Annotation of non-contiguous entities

ines · February 10, 2021, 11:56pm

Hi! Non-contiguous and potentially overlapping spans can definitely be a little tricky, especially if you want the annotation process to be clear and efficient.

One option could be to just model this as a relation annotation task instead of span annotation and only focus on connecting tokens with the given entity label. For example, in your case, you would annotate "Type" + "1" → "diabetes" and "Type" + "2" → "diabetes". This way, a token or entity fragment can be part of multiple spans of different types and it'll be clearly visualised in the UI with different colours.

Sorry if this sounds a bit abstract – but I made a quick example Initially, your sentence would look like this:

To merge expressions like "Type 1" that are part of the non-contiguous span, you can use the span highlighting mode.

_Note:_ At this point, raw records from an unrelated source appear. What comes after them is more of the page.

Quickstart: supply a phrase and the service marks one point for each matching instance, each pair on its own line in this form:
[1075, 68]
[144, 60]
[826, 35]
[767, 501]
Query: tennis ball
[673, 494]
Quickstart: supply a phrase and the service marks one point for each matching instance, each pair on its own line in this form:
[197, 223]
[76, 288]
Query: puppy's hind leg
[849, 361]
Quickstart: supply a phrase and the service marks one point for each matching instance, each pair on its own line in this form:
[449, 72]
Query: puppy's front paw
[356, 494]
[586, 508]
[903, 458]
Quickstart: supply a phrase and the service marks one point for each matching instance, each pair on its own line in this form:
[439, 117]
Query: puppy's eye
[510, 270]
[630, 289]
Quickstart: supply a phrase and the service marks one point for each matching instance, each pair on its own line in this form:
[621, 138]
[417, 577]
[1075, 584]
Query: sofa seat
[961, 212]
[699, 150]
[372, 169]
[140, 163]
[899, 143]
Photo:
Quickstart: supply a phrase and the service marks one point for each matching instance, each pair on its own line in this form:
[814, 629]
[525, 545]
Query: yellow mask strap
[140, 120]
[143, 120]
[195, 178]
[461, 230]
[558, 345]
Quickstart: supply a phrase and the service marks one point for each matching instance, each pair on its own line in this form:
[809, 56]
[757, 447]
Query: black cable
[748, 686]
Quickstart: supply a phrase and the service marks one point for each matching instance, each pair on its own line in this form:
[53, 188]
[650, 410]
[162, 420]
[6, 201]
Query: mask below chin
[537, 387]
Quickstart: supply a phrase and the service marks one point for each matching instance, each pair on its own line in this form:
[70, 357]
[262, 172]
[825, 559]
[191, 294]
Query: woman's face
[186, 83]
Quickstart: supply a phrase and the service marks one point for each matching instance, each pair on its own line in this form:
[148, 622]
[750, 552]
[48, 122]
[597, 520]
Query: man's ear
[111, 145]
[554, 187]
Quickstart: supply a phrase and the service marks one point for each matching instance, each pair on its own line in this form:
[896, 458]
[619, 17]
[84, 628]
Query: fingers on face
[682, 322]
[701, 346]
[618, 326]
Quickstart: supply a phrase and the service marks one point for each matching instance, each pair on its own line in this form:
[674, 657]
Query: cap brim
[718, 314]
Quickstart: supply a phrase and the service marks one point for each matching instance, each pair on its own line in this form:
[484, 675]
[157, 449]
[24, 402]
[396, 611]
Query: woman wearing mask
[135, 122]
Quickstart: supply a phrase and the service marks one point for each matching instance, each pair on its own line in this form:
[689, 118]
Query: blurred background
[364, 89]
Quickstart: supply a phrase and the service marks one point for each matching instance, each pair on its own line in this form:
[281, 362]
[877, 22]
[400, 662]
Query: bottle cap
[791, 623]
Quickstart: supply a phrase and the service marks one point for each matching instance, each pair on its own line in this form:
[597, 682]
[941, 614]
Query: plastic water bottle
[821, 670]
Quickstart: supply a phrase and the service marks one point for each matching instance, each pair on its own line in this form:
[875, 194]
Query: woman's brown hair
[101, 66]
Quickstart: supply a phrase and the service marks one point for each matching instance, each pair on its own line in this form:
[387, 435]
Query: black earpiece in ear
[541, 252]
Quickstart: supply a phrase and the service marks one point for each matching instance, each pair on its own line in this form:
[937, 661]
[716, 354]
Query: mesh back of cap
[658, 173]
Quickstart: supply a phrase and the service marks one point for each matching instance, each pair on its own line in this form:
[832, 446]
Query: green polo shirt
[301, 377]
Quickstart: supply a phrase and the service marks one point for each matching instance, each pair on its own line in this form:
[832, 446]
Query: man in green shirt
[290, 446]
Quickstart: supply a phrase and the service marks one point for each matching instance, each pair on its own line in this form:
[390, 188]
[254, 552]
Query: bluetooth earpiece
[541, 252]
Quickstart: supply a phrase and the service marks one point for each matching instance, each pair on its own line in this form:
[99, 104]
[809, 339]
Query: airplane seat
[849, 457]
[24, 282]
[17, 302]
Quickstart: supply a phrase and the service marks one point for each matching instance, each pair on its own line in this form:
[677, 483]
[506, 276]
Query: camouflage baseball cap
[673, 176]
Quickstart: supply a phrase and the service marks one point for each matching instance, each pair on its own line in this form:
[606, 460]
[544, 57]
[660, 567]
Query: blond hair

I used the label X here because the label doesn't matter – we'll be annotating that at the relation level so that fragments can be part of multiple, potentially different entity types if needed:

You can now connect the fragments using the given entity label. In theory, a fragment can be part of multiple entity types.

The resulting JSON data (see here for an example) will include each annotated relations and the two fragments they connect, with their token indices and offsets into the text, as well as the label. This should make it pretty easy to export the information in the format you're looking for.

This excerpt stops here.